Court of Civil Appeals of Texas, 2003

Ex Parte: Colin W. McAndrew

Ex Parte: Colin W. McAndrew
Court of Civil Appeals of Texas · Decided September 24, 2003

Ex Parte: Colin W. McAndrew

Opinion

PER CURIAM HEADING

NO. 12-03-00285-CV

NO. 12-03-00284-CV



IN THE COURT OF APPEALS



TWELFTH COURT OF APPEALS DISTRICT

TYLER, TEXAS

§
APPEAL FROM THE



EX PARTE COLIN W. McANDREW

§
COUNTY COURT OF



§
HOUSTON COUNTY, TEXAS

AND



§
APPEAL FROM THE THIRD



EX PARTE COLIN W. McANDREW

§
JUDICIAL DISTRICT COURT OF



§
HOUSTON COUNTY, TEXAS







MEMORANDUM OPINION

Appellant Colin W. McAndrew ("McAndrew") attempts to appeal (1) an order of the County Court of Houston County dated July 28, 2003 denying McAndrew's petition for writ of habeas corpus in which he sought the release of his minor children "from illegal restraint and detention", (2) an order of the Third Judicial District Court of Houston County dated August 4, 2003 denying McAndrew's petition for writ of habeas corpus, and (3) a "declaration" of the Third Judicial District Court of Houston County on August 4, 2003 "that [McAndrew] was a Vexatious Litigant."

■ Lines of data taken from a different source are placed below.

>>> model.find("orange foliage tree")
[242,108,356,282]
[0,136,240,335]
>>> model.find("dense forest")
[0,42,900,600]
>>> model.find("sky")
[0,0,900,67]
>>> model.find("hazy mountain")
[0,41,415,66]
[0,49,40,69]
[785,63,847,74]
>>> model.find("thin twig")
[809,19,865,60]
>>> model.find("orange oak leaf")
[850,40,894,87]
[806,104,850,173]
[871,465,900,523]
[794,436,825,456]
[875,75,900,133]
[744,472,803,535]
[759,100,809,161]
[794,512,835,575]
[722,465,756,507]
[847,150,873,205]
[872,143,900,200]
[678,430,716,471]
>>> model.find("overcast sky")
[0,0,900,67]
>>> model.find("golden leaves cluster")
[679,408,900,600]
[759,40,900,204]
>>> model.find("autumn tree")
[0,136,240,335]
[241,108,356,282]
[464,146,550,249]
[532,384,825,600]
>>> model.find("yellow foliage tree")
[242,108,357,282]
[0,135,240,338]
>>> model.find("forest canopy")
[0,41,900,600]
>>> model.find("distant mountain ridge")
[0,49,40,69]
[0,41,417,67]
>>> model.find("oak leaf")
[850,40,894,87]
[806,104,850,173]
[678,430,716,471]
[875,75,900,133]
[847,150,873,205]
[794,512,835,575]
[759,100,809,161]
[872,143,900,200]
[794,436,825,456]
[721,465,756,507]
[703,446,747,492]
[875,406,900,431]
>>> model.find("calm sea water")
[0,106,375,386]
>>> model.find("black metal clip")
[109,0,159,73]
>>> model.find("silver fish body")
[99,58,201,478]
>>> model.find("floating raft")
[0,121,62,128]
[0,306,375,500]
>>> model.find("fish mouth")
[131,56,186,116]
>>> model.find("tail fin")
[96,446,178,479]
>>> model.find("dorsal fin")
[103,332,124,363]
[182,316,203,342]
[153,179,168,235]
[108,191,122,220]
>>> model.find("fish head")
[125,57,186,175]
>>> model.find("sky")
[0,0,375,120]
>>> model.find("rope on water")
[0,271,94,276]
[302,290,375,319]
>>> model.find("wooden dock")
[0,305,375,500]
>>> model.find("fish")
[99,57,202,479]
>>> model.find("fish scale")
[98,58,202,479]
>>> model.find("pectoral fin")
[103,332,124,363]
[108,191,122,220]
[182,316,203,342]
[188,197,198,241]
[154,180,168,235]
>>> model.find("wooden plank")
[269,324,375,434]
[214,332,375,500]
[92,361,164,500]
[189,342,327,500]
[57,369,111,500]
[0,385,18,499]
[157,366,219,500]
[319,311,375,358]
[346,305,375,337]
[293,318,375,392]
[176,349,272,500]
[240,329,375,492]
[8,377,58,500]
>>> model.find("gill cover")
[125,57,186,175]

The granting or denying of a writ of habeas corpus for possession of a child is not appealable. Gray v. Rankin, 594 S.W.2d 409, 409 (Tex. 1980). Furthermore, neither the order denying McAndrew's petition for writ of habeas corpus nor the "declaration" that he "was a Vexatious Litigant" was reduced to writing by the trial court. However, the clerk's record includes a copy of a docket sheet on which the trial court noted that the writ of habeas corpus was denied for want of jurisdiction. A second notation shows that the trial court found McAndrew to be a "Vexatious Person" and ordered that no further pleadings were to be filed by McAndrew without the trial court's prior written authority. A docket sheet entry is not a substitute for a signed written order and therefore cannot constitute an appealable order. E.g., Emerald Oaks Hotel/Conference Center, Inc. v. Zardenetta, 776 S.W.2d 577, 578 (Tex. 1989); Intercity Management Corp. v. Chambers, 820 S.W.2d 811, 812 (Tex. App.-Houston [1st Dist.] 199, orig. proceeding). Therefore, regardless of whether these two orders are otherwise appealable, we cannot review the trial court's action without a signed, written order.

On September 4, 2003, pursuant to Rule 37.2 of the Texas Rules of Appellate Procedure, this court notified McAndrew that the record received does not contain an appealable order and therefore does not show the jurisdiction of this court. McAndrew was also informed that unless the record was supplemented on or before September 15, 2003 to show jurisdiction, the appeals would be dismissed. McAndrew's deadline has now passed, and he has failed to show the jurisdiction of this court.

This court's appellate jurisdiction is limited to appeals from final judgments and such interlocutory orders as the legislature has deemed appealable. City of Houston v. Kilburn, 849 S.W.2d 810, 811 (Tex. 1993); see, e.g., Tex. Civ. Prac. & Rem. Code Ann. § 51.014 (Vernon Supp. 2003). For the reasons stated above, the orders denying McAndrew's petition for writ of habeas corpus and the trial court's finding that McAndrew is a "Vexatious Litigant" are not appealable. Accordingly, we dismiss the appeals for want of jurisdiction.

JAMES T. WORTHEN

Chief Justice



Opinion delivered September 24, 2003.

Panel consisted of Worthen, C.J., Griffith, J., and DeVasto, J.